Upon their hirings, Corey Chamblin, Kent Austin, John Gregory and Danny Barrett were among the head coaches who bundled up their families to spend windy summers and frigid winters in the Canadian Prairies. It was a coaching prerequisite for the community-owned franchise to be entrenched year-round in the community.

Jones’ hiring before the 2016 season with a three-year contract — followed by a one-year extension announced Tuesday — came with only one prerequisite. Jones was tasked with making the Roughriders consistently capable of challenging for a Grey Cup.

Realizing his past CFL successes and coveting Jones dearly, Roughriders CEO Craig Reynolds and the volunteer board let Jones leave his family in Tennessee while the guy they hired as vice-president of football operations, general manager and head coach spends his football seasons living in a Regina hotel and returning home in the offseason.

The Roughriders’ brass realized that planting Jones in the community wouldn’t make him any more popular than he would become if the team resumed winning football games.

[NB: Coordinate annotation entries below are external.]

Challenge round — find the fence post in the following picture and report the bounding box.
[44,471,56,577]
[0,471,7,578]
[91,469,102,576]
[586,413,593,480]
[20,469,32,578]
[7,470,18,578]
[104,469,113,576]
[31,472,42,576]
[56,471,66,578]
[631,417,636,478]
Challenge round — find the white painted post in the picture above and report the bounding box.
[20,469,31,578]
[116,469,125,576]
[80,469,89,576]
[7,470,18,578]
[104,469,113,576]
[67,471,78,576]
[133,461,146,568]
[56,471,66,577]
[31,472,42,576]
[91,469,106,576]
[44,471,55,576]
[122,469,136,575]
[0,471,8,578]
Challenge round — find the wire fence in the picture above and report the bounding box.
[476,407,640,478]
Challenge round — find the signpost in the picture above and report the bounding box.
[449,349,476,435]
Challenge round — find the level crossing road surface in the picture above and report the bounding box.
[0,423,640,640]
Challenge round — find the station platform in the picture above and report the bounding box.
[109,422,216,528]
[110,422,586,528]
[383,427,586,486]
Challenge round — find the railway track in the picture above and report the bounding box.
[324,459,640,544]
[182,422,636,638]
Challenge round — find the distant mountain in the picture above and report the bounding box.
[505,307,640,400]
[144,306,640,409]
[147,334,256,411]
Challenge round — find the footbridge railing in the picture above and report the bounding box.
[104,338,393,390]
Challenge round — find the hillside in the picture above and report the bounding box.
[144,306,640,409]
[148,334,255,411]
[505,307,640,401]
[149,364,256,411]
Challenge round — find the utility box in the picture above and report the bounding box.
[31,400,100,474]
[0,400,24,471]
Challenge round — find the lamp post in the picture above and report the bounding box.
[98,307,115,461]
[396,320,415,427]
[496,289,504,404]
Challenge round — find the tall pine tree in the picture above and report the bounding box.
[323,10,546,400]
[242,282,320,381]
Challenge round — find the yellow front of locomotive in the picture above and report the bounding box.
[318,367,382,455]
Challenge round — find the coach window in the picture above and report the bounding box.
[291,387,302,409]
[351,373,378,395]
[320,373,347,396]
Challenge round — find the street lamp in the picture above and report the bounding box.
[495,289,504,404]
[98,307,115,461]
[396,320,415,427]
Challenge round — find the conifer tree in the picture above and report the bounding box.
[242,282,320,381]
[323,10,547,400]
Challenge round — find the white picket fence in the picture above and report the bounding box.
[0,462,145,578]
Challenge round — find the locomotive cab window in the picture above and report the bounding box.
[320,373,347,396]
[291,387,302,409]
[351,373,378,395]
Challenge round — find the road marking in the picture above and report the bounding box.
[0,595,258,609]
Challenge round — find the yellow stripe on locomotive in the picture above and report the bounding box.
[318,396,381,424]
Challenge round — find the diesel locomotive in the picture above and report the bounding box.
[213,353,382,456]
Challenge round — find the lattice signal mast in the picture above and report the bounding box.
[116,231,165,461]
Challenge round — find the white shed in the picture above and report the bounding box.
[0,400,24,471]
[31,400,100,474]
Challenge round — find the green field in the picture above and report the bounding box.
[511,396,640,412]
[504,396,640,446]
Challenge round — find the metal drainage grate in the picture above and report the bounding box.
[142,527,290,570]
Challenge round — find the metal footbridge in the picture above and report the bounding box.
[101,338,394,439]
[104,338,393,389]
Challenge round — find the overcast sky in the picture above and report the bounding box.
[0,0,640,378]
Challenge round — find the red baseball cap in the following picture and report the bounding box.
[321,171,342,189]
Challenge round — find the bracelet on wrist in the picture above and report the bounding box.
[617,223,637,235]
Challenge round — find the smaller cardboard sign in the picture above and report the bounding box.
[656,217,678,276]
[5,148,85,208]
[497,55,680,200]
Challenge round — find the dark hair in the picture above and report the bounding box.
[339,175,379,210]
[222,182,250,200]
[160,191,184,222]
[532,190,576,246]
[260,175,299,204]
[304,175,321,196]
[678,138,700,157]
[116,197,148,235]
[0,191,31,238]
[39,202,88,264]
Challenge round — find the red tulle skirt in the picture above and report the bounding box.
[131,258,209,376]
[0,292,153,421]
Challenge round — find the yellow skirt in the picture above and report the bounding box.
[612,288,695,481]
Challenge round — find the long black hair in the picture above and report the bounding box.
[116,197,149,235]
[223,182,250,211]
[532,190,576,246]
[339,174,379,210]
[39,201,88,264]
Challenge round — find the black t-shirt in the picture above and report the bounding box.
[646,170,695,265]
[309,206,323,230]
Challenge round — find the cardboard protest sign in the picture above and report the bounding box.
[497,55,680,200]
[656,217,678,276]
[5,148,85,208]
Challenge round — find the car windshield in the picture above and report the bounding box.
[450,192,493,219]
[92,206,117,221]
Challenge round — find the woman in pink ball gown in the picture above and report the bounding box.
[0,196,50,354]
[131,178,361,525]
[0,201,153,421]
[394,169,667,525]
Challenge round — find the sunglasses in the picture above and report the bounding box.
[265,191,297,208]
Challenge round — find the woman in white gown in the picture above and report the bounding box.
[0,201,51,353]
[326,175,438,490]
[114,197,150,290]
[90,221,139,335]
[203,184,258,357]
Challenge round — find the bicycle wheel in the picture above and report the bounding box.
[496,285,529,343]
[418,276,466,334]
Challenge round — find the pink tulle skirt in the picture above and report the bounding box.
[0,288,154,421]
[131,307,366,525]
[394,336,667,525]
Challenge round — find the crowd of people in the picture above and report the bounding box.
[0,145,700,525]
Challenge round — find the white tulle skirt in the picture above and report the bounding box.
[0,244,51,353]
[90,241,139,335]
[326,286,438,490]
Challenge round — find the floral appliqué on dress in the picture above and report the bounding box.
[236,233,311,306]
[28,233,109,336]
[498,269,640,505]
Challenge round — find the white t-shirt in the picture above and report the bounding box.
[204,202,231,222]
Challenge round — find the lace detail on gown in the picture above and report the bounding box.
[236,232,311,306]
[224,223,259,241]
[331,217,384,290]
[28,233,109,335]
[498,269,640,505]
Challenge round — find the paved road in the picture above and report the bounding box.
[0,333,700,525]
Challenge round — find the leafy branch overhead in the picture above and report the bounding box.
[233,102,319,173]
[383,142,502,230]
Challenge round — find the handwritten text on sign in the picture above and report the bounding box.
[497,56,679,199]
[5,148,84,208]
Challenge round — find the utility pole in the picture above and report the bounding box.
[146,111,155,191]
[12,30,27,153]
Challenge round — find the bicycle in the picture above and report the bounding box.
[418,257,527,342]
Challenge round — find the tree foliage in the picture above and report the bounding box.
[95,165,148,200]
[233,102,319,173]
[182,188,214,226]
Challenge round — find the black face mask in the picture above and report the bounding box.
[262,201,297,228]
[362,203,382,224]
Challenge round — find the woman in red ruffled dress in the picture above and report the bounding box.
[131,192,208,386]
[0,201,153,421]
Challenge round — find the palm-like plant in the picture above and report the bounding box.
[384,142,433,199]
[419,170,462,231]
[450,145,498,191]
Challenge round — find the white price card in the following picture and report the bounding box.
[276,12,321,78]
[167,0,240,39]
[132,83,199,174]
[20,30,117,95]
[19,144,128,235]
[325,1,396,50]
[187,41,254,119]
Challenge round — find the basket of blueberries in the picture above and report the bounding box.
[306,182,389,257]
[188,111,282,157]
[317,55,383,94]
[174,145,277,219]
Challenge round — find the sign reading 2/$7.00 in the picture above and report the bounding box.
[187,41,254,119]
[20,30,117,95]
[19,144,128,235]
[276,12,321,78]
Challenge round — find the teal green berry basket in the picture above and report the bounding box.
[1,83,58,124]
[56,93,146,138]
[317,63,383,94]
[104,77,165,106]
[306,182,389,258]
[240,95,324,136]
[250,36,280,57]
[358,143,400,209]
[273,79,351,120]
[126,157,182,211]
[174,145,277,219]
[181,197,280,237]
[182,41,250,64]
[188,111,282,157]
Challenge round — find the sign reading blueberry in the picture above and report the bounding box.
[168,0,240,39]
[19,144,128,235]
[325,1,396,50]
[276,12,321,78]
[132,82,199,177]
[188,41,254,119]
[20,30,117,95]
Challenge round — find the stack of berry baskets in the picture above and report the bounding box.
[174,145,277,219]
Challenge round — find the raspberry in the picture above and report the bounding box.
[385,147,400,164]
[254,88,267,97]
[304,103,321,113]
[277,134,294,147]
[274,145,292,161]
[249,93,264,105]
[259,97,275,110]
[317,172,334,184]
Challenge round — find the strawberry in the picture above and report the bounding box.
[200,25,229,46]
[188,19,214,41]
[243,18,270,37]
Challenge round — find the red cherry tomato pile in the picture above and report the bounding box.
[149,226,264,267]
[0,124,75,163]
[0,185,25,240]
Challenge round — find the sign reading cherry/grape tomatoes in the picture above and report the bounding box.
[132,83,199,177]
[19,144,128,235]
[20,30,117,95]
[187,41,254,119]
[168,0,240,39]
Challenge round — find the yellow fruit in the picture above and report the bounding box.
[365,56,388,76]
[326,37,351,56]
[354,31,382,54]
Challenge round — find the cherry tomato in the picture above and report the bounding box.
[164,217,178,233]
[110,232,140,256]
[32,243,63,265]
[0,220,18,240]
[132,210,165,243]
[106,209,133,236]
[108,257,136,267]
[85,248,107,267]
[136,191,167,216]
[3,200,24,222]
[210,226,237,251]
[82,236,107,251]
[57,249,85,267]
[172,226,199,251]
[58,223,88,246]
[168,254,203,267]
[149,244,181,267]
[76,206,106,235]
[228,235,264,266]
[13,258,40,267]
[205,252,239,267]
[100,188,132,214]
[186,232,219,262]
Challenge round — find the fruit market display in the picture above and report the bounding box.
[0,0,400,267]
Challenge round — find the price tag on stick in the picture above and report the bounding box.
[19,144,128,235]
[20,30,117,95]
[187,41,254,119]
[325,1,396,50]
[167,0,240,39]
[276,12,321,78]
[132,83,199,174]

Jones wasn’t extremely popular in 2016. After being lured away from the Edmonton Eskimos, where he had won the 2015 Grey Cup in his second season as their head coach, Jones whirled through a record number of newcomers and veteran players en route to a 5-13 record. The Riders were disciplined regularly by the CFL for breaking roster rules and the doubters (guilty!) were wondering if Jones knew what he was doing.

During his first 15 seasons in the CFL as an assistant coach, defensive co-ordinator and head coach, 2016 was the first time Jones had ever missed the playoffs. But he put in place a huge hierarchy of assistant coaches and GMs and talent evaluators capable of making the Roughriders respectable following the embarrassments of 2015 (which cost Chamblin his job) and 2016.

With a completely overhauled roster — only four players remain from the 2013 Grey Cup-winning team — the Roughriders improved to 10-8 this season and advanced (as a crossover) to the playoffs for the first time since 2014. Facing back-to-back road games, they eliminated the reigning-champion Ottawa Redblacks before falling in the East final on a last-second field goal to the eventual Grey Cup winners, the Toronto Argonauts.

Such success, indeed such a turnaround, made Jones extremely popular among Roughriders fans and players. That led Reynolds to logically offer Jones a contract extension. They began discussions before the season ended and recently agreed on a one-year extension through 2019. It likely bumps up Jones’ reported annual salary of $750,000 and ensures he won’t be just a lame-duck head coach who might only be returning to Saskatchewan for one more summer.

Darrell Davis has reported on the Riders for more than 20 years and was inducted into the Canadian Football Hall of Fame media wing in 2006.